Another recent study by Park et al. (2023) of STEMI patients reported similar rates of MACE (hazard ratio [HR] 1.60, 95 % CI 0.65–3.91), MI (1.9 % vs 1.8 %) and revascularization (2.9 % vs 3.7 %) between the immediate (n = 103) vs staged (n = 106) complete PCI groups [19]. The latest trial by Stähli et al. reported noninferiority of immediate as compared with staged multivessel PCI with respect to 1 year risk of all cause death, nonfatal MI, stroke, unplanned ischemia-driven revascularization or heart failure hospitalisation (8.5 % vs 16.3 %, RR 0.52, p <0.001) [20]. More importantly, in line with findings of the BIOVASC trial, rates of MI and ischemia driven revascularization were significantly lower in the immediate revascularization group as compared with staged PCI group.

Our analysis is the largest till date combining all the patients with ACS from RCTs comparing the two strategies for complete revascularization. Previous meta-analyses of only STEMI patients showed opposing results - while some reported increased risk of cardiac death with immediate complete PCI, others reported higher incidence of MACE in the staged PCI group [23–25]. Few key points differentiate our findings from the prior analyses.

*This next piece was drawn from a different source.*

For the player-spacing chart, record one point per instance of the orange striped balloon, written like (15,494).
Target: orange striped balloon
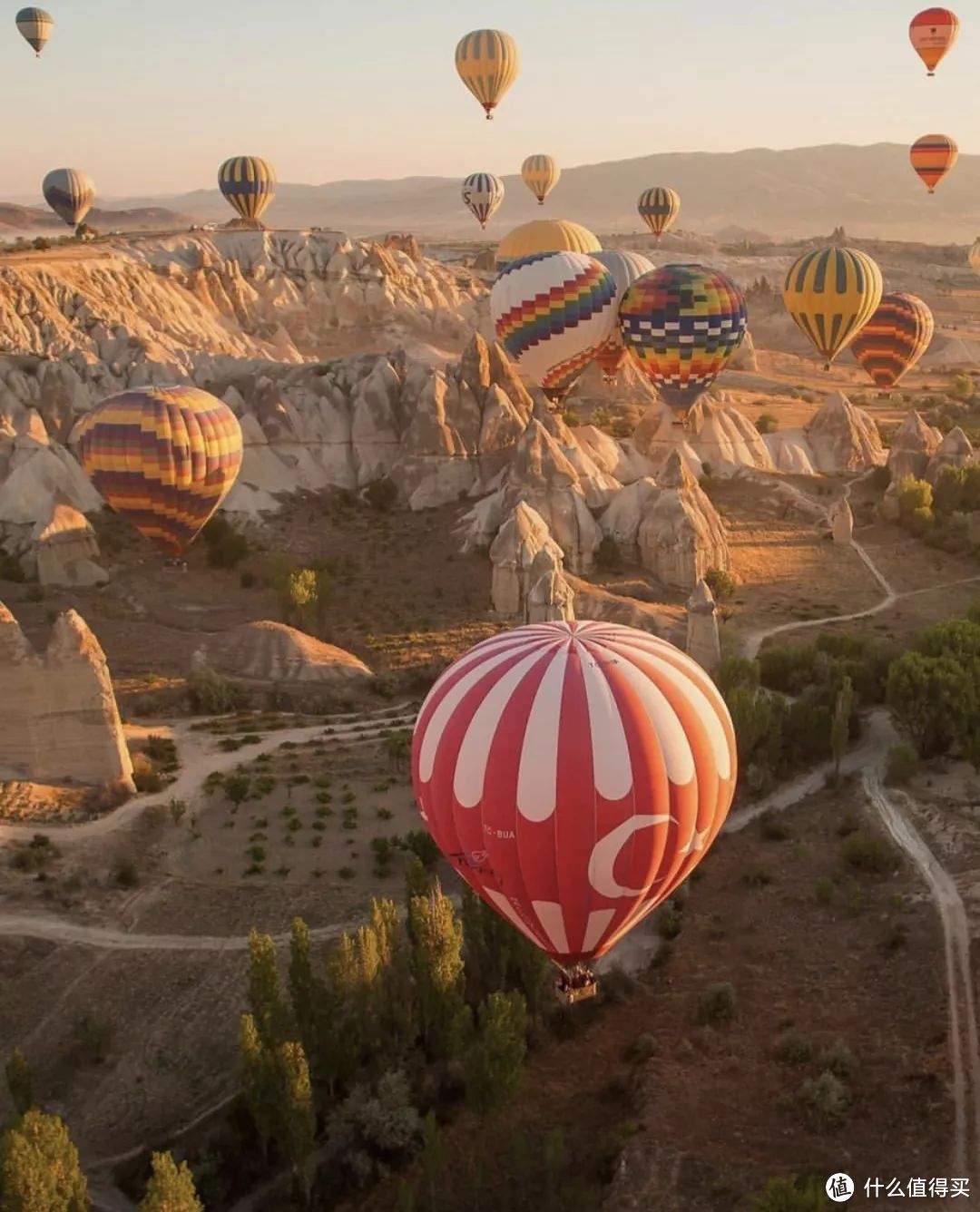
(933,157)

First, we included the three recent RCTs by Diletti, Park and Stähli et al. which increased our sample size along with the percentage of patients treated with drug eluting stents instead of bare metal stents used in some previous trials [14,15]. Second, we only included RCTs while some of the previous meta-analyses also had observational studies, although subgroup analysis of only RCTs in those studies confirm our findings of no significant difference in the clinical outcomes in STEMI patients with the two multivessel PCI timings [23,24].

Further large scale RCTs are needed to clarify the optimal timing of multivessel PCI in ACS. Some of the ongoing trials are Timing of Complete Revascularization in Patients With ST-segment Elevation Myocardial Infarction And Multivessel Disease (TERMINAL, NCT05231226), Timing of FFR-guided PCI for Non-IRA in STEMI and MVD (OPTION-STEMI, NCT04626882) and Timing of FFR-guided PCI for Non-IRA in NSTEMI and MVD (OPTION-NSTEMI, NCT04968808) [26–28].

There are some important limitations in our results. First, the included trials were heterogeneous in terms of timing of staged procedure after the primary PCI and definition of MACE/MI (Supplementary table 1). Additionally, only a few trials had data on stent thrombosis, cerebrovascular events and bleeding, which may not result in meaningful analysis, especially in the subgroup of STEMI patients. Second, as we did not have access to patient level data, we could not include the trial by Diletti et al. in other clinical outcomes for STEMI patients, apart from MACE. Third, being a trial level analysis, our study carries over the bias from the included RCTs such as selection bias and lack of blinding. Fourth, as only 2 studies had data on NSTEMI, our results may not reflect the real world scenario due to small sample size.

In conclusion, we found that immediate multivessel PCI may be associated with significant reduction in the risk of MI and TVR in patients with ACS when compared with staged multivessel PCI. However, this benefit was nullified when the trial by Diletti et al. was excluded, thereby limiting the clinical impact of the results. More trials of patients with NSTE-ACS are needed to evaluate whether immediate complete PCI is advantageous to staged complete PCI in this group of patients.